Possibly the only positive thing to come from the events in Ferguson and New York is the debates it’s spawned.  No, not the debates, the conversations.  My grandmother, 96, looks up from the paper tonight and says:  “I don’t think I used to think much about blacks before but now…”  I don’t drop the spoon I’m using to prepare her nightly desert.  I know her.  I know how she is honest, reflective, and is a product of her time, but her time is now, too, and she is changing, even at 96.  It is beautiful.  As I serve her apple pie and ice cream, I ask a little more.  “Did you ever have a Black friend?”  “No ,”  she says and even goes on to say “Even though I don’t know any Black people, I believe they should have rights.”  I laugh a little, the idea is so strange to me, my life has been blessed with a crazy amount of diversity.  I remember a conversation I had with her a year ago when I was talking about a somewhat local Native American tribe and she was surprised to hear that “they still existed.”  (Woah, I know.)  I think of how diligent I am to try to shape open mindedness in my teenage students who have already set their minds to many things and I realize I am influencing and teaching another person as well.  She teaches me so much and gives so much to me that I am glad I am helping her to learn and accept in a loving way the multiness of our world today.  She and I finished our conversation about how we are the same, some of us are good and some of us are bad, and she gleaned enough from the paper to know some white cops are racist and some blacks and whites are bad, just like everyone else.

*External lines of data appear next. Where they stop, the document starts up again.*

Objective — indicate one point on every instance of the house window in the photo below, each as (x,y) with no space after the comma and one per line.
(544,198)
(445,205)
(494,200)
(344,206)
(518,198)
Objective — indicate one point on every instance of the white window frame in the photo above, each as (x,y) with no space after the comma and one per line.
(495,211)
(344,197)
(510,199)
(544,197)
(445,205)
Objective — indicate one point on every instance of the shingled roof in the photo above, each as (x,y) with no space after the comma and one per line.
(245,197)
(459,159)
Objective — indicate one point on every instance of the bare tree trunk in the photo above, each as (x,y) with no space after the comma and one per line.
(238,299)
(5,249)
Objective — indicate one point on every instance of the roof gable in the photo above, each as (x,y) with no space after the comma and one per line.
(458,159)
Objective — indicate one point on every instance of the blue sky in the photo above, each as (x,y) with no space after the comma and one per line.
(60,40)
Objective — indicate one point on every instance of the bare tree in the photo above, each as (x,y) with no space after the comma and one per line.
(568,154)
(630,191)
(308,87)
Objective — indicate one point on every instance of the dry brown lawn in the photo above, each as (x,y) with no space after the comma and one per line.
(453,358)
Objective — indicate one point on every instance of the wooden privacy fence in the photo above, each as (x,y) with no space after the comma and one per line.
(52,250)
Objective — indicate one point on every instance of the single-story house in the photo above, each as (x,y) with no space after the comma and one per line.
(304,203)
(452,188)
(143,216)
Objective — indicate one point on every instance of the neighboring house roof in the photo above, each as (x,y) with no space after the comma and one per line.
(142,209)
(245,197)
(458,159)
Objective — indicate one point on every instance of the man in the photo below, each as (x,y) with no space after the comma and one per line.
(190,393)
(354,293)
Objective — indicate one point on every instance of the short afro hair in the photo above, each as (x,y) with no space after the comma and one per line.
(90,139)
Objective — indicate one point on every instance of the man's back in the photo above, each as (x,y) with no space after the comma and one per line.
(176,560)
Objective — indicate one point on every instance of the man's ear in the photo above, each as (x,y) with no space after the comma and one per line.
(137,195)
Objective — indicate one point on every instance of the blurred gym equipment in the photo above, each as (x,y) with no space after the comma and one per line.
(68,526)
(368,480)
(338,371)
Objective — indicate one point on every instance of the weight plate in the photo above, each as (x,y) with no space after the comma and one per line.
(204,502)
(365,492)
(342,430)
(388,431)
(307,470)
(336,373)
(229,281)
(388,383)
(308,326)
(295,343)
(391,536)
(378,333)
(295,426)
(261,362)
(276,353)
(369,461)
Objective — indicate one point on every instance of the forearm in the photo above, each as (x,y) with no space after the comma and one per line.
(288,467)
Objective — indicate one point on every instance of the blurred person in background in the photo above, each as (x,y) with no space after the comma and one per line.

Very few of my students (people) are as eager to gain a new perspective, or to accept as my grandmother is, especially when it is a complete shift from the way she was raised.  She reminds me to continue to be open to the world and I think by doing that, I can be the best example to my students.

This is How We Shoot Back

I saw this video and was deeply moved. No matter what your views on the Gardner case, or the Brown case, I believe most people can agree that this was a power example of peaceful protest and can attest to the power art can have to send powerful messages. I showed this to my classes and told them this is why I do what I do, because art can have the power to change things for the better. I also asked them to analyze stylistic choices, like the chest thumping, how it sounded like a heart and what that symbolized. I asked them what “this is how we shoot back” meant and we talked about what historically peaceful protest has accomplished. My students have been given a project to create a step routine with a message. Let’s see if this inspired them!